Lawmakers warn EFCC against selling assets to looters
The House of Representatives has urged the Economic and Financial Crimes Commission (EFCC) to prevent looters from recovering their loot in the ongoing auction of seized and forfeited assets.
The call was made by the House Ad Hoc Committee on Assessment and Status of All Recovered Loot Movable and Immovable Assets from 2002 to 2020 by Agencies of the Federal Government of Nigeria for Effective Efficient Management and Utilisation.
The committee’s Chairman, Adejoro Adeogun, who noted that his panel had earlier recommended speedy disposal of recovered loot, especially fixed assets, expressed the possibility of looters recovering the forfeited assets by proxy.
Adeogun, however, stated that the committee would continue with its investigation despite the sales.
Recall that the EFCC on December 6, 2022, commenced inspection and auction of 649 forfeited vehicles located across nine states and the Federal Capital Territory through appointed auctioneers.
Other assets listed for auction were 15 vessels and barges in Rivers, Delta, and Lagos states, about 39 mobile phones, 11 laptops, and other devices.
On December 27, 2022, the EFCC listed for auction 144 luxury houses and lands seized from convicted politicians, public servants, business moguls and internet fraudsters as proceeds of their corrupt practices ranging from money laundering and fraud to misappropriation of funds and fraudulent diversion, among others.
Speaking on Tuesday, Adeogun, however, decried that the House does not have the powers to determine how the assets should be disposed of, or to whom they should be sold.
According to him, “We are aware.

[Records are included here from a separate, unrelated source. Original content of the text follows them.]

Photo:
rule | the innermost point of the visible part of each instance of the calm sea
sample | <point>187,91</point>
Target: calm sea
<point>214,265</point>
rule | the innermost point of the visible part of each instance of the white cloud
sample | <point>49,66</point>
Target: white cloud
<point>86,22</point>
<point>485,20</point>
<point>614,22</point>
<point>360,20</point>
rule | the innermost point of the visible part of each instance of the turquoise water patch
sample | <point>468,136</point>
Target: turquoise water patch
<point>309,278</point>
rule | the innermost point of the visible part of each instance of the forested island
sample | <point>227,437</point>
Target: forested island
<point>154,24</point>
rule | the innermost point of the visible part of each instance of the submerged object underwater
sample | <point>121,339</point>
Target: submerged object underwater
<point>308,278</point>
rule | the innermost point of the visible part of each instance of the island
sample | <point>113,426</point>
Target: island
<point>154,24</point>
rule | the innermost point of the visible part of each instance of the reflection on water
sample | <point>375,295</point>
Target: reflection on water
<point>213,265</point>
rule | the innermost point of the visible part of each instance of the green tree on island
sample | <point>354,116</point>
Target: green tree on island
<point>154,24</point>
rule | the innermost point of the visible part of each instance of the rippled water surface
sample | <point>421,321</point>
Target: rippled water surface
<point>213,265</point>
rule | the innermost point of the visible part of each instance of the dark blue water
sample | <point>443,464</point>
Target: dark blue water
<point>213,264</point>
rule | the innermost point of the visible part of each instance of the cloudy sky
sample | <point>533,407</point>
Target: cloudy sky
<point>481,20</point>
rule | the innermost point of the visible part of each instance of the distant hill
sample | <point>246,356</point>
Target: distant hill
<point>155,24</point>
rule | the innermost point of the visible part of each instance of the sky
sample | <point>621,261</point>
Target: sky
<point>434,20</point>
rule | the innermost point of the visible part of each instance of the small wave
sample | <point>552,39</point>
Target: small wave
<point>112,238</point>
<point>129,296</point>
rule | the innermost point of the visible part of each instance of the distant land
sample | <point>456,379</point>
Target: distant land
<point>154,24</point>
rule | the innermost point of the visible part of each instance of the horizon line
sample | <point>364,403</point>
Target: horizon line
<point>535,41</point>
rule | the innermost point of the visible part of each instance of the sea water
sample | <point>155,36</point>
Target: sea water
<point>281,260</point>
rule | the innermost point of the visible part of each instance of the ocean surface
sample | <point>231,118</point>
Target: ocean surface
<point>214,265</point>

Part of what we wrote in our interim report is the delay in the auctioning. Some of these assets were seized seven to eight years ago. They have depreciated. It was our concern then that they were depreciating, so we advised that it should be done fast especially now that the Federal Government needs money to fund the budget. It is to make sure that they recover as much value as can be recovered.”
“Look at most of the tankers and the ships that were seized. Some of them have lost up to 80 to 90 per cent of their value due to poor storage.”
“Then, the enabling law allows the (anti-graft) agencies to auction directly. The EFCC is supposed to auction what it seized, subject to due process.”
Speaking on the possibility of looters buying back their loot through the auction, Adeogun said, “That is possible but we in the National Assembly have no control over that. We can’t control what they do but what we must do is to ensure that they did the right thing.”
He further said that the assets must not remain abandoned till another government takes power in a few months.
Adeogun stated that his committee had done “most of what needs to be done,” including presenting an interim report to the House, while the comprehensive one would be laid after the general elections.
Members of the committee had initially opposed the auction of the assets at the centre of the probe.